Lasek faced criticism for what some observers called a conservative style that left him with just a bronze last year.
He was quick to dismiss the thought that he needed to take a more aggressive approach.
"My whole ride is aggressive, my whole line is aggressive," he said. "If I make my line I have no doubt. I have a good feeling."
Burnquist, coming off a Thursday night win in Big Air, hasn't won Vert gold since 2001, when he was 24. He said age can be an advantage.
"Over time, you know what works, you know what doesn't, you set up your lines right, you're a little bit more collected, you're not super-nervous, you don't have much to prove.

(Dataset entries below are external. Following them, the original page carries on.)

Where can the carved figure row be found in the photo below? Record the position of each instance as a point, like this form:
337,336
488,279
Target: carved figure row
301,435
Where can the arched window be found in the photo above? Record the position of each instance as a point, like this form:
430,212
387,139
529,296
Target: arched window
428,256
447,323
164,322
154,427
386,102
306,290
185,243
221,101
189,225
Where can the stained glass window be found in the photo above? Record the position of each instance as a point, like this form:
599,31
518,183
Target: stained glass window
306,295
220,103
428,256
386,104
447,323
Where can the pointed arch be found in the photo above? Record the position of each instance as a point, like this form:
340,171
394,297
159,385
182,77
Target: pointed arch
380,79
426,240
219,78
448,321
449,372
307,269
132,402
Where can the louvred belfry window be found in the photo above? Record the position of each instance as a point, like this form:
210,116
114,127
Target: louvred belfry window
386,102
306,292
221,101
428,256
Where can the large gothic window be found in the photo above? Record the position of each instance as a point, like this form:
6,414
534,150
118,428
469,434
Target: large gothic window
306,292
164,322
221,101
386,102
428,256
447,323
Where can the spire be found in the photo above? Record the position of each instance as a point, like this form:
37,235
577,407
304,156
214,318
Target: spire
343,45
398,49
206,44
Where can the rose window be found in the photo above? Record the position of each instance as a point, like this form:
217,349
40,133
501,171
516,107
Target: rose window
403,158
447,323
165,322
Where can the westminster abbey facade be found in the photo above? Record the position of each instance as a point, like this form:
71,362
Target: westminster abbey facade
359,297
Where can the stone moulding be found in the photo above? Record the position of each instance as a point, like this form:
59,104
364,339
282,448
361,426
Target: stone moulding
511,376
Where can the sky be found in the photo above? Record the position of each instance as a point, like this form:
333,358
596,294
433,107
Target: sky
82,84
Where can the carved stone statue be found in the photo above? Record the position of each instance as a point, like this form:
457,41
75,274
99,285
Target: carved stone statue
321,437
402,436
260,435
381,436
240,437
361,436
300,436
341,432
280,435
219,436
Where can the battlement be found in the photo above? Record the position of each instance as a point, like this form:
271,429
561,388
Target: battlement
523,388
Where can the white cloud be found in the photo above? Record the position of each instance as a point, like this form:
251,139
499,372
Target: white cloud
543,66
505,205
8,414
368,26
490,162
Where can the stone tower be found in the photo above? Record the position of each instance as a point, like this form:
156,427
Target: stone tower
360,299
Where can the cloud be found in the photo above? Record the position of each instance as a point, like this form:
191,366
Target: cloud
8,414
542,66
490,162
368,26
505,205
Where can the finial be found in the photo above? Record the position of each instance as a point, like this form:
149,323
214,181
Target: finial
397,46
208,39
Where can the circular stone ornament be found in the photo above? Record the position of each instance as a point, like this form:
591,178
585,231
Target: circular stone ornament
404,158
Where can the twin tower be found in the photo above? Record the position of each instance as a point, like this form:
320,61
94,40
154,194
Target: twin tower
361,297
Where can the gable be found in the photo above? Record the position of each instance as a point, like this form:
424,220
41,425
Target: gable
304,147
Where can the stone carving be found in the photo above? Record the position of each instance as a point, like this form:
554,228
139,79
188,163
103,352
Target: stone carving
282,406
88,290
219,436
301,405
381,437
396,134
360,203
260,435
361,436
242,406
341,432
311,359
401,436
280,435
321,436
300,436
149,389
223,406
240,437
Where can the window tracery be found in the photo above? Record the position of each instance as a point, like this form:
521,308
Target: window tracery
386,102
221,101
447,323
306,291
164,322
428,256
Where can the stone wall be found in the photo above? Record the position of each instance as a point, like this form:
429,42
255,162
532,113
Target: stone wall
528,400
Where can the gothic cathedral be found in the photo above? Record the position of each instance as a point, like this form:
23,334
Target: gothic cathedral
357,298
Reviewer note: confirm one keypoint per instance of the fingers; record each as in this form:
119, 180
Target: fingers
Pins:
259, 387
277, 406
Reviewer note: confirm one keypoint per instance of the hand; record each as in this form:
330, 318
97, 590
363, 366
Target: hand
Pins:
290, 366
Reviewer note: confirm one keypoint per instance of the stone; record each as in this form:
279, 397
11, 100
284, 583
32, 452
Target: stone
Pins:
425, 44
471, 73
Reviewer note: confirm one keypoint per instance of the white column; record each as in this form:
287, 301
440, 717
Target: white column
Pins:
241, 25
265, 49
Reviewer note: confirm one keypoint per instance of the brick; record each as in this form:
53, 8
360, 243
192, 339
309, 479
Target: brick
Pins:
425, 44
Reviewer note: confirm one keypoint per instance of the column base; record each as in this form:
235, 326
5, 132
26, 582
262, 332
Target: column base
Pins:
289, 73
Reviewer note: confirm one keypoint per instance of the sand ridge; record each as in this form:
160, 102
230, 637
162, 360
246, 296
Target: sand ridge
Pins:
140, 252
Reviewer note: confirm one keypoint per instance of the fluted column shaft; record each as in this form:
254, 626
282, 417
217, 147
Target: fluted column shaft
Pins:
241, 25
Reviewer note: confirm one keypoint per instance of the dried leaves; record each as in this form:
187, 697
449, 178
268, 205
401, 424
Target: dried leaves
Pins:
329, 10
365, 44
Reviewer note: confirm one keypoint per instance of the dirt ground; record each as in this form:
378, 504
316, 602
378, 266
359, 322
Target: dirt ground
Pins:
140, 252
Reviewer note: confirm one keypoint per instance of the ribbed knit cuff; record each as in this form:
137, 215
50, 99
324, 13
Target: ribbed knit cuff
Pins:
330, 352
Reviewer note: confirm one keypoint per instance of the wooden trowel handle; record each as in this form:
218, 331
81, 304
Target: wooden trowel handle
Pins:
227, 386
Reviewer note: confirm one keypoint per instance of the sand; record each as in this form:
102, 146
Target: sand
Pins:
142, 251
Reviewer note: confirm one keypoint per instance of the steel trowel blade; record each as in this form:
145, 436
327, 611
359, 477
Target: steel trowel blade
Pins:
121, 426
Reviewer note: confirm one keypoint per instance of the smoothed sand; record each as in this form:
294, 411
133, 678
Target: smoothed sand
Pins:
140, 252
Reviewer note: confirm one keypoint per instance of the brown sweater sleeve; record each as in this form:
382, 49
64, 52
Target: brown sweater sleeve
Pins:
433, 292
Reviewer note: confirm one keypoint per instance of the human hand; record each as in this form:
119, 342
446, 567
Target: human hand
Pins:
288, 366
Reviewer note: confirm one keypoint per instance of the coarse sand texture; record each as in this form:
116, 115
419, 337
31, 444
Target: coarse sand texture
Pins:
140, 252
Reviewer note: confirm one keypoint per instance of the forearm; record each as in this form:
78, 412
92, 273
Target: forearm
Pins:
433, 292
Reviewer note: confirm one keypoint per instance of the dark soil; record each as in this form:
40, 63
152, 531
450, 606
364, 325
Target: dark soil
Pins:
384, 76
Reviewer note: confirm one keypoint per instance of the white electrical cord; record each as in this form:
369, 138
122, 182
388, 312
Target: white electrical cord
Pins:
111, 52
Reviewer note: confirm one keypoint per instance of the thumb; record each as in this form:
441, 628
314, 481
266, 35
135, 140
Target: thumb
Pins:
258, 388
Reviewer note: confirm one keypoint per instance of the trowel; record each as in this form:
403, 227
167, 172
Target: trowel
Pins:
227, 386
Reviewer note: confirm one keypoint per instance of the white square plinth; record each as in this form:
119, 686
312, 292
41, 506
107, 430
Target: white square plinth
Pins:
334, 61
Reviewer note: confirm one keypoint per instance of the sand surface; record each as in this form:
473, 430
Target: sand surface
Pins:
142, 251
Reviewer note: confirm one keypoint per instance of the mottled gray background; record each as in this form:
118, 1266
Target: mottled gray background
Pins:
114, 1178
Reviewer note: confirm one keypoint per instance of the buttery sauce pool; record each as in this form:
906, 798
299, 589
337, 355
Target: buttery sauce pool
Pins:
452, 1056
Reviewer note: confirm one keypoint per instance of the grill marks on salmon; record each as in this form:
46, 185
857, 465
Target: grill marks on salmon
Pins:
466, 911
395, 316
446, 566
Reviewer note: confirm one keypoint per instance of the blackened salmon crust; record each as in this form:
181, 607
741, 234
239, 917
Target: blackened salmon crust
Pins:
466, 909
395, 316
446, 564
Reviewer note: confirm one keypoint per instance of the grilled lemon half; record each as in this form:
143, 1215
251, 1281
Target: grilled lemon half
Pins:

"I'm actually in better shape now than when I was 20."
The three thirtysomethings will still get a serious challenge from youth, though.
Twenty-year-old Shaun White has hoarded gold medals in the Winter X Games and Winter Olympics but has never won a gold in skateboarding.
A toddler next to the practice ramp drew big laughs Saturday when he pointed up and said "mama, it's Snow White."
But unlike last year, when the Olympics and the fanfare that followed took up most of White's time, the red-haired action sports celebrity spent the spring and early summer practicing on mentor Hawk's ramp, and won the first two Dew Tour events of the season.
He's set on winning Vert, his only event at these X Games.
"I just want to focus on getting the Vert done," he said.
During last year's Best Trick competition, White had 18 near misses as he tried to pull skateboarding's next big thing, the 1080, three full mid-air turns, doubling the traditional "McTwist," a trick named for McGill around the time White was born.
Speculation is rampant that White will mix it into his regular Vert routine (there's no Best Trick this year), but he isn't saying whether he'll try it in competition.
"I figured I'd probably end up trying it afterward," he said.